I AM SICK AND TIRED OF BEING POLITE. I am such a good little middleclasswhitelady, and this is BULLSHIT. There, I said it in all caps. That’s not polite.  

We’re told not to rock the boat. We’re taught to conciliate. We learn to silence ourselves. And I’m not throwing the baby out with the bathwater- I know the value of politeness, I know the number of times when approaching with polite subservience, when withholding, when using extreme diplomacy, when being able to smooth things over has saved my butt. But when did it get to be the default? When did it become an end unto itself? When did I start sacrificing my integrity to politeness? Well, since forever. But I’m done.  

I value vulgarity. I value messiness. I value a little bit of conflict and a little bit of chaos and a lot of righteous anger. And I value being able to channel those powerful and rebellious tools into something productive, but sometimes you’ve got to play with fire if you want to burn some things down. Sometimes you’ve got to shake things up. 

I guess this is where the connection to Mad King Thomas comes in. I love that our work is vulgar, messy, chaotic, a little out of control, based in anger and love and mostly unabashed. I love that Mad King Thomas helps me embrace my better, louder self. Our choices are not only aesthetic, but political too. (Of course aesthetics are always political, as I ranted at length several posts ago.) I hope that we can construct our dances in such a way that the rebellion is useful.  

It’s always a balancing game. I’m learning to push. When to yell and when to hold my tongue and when to flip the middle finger. How to be wrong. I’m going to push and sometimes it’s going to be too hard, sometimes in the wrong direction. Good thing I live in the Midwest, where nobody’s going to push back, ’cause they’re all too polite.

Okay, you’re not going to see me running down the street, finger-guns blazing, flipping off the world. Sometimes I’m going to be the Midwesterner, and forget to speak up. But this is a call to question the silence, the status quo and the right times to be polite.  

Post-ironic Ramblings

It was laundry day today. I composed a special outfit comprised of the biggest lumpy grey wool sweater I could find and shiny purple lame’ leggings. Then I put on heels for good measure. Is it wrong for me to take so much delight in ridiculous outfits?
Probably. But I do it regularly anyway. Mad King Thomas has fueled in me an unhealthy love of all things shiny, gold, outrageous, or lame’.

And here’s the thing. It used to be ironic. Now it’s a little too genuine. It used to be a joke. I guess it still is a joke… a very serious joke.

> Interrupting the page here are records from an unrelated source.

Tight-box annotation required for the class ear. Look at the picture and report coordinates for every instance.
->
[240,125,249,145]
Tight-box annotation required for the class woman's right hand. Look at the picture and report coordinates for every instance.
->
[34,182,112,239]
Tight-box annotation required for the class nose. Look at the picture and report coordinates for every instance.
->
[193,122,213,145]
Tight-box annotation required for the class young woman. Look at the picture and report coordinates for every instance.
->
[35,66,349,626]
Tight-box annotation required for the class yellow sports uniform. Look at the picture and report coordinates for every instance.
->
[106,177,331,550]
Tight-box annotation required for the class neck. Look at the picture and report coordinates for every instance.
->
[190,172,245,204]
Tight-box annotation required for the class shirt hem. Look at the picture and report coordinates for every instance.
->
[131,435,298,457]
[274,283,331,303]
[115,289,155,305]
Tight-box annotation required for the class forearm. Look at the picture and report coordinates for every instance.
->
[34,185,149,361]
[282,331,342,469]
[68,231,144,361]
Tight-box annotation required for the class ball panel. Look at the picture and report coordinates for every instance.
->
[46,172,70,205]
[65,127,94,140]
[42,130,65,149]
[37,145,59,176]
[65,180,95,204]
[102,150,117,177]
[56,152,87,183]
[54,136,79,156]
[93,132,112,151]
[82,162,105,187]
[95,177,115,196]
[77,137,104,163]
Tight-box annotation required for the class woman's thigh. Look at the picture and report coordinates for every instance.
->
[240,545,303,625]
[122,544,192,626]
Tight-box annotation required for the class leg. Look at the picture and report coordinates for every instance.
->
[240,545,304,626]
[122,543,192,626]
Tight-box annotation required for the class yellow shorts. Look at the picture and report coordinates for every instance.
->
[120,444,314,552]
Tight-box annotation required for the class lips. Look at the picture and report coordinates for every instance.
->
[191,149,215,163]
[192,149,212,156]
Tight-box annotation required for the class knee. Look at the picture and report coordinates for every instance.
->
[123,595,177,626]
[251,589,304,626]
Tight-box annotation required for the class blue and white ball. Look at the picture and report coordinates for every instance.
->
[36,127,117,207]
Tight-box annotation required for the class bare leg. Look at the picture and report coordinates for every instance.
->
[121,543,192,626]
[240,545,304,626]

Friends, let me introduce you to perhaps one of the most relevant words in my life: ‘post-ironic.’ It’s not the same thing as just being earnest. Earnestness is perhaps innocent and naive and genuine. It’s definitely not ironic- the tongue-in-cheek posturing and cynical laugh have faded. It’s that strange space where you’ve gone through the irony and come out the other side, feeling genuine and whole-hearted, aware of how ironic it could (or should) be, but somehow you can’t help your honest love.

Eighties pop is particularly ripe for this, I think because so much of it was made in earnest, with an aesthetic that isn’t afraid that people will laugh at the dramatic tone. Our cynical referential generation loves to scoff at the cheesey soul-baring, but eventually the synth beats its way into our hearts. One day you’re laughing at Bonnie Tyler and the next suddenly you ARE holding out for a hero, at the top of your jaded little lungs. And by “you” I mean “I”, clearly.

I probably experience post-irony most frequently with music, but it’s a concept that permeates my life. Honestly, it’s one of the best strategies for dealing with the wreck that post-modernism tends to leave well-intentioned liberal arts students like myself. Once everything is deconstructed, lying about in shambles on a floor of shifting truths and self-aware derision, there’s not a lot of space for earnestness. You get laughed out of college as a deluded essentialist, sneered at for your simplicity. Earnestness is too easy to undermine.

But it’s a bleak miserable life when you can’t love anything, when everything has to be picked apart and problematized, when heartfelt emotions are scorned as antithetical to intellectualism. Irony provides the humor and let’s us love again in a bleeding, broken way, but it’s a cynical existence.

Here’s where post-irony kicks in! You’ve picked apart the world, tried on the pieces in high-irony, laughed and nodded and made knowing winks, and now you’ve hung out there so long something else is bubbling up. There’s a space to engage with the complicated and contradictory nature of a constructed reality, not just wallow in the brokenness of the world. You get to enjoy things! and still value the critical deconstruction and recognize how fraught with problems everything is. But your laughter doesn’t have to have that bitter edge anymore.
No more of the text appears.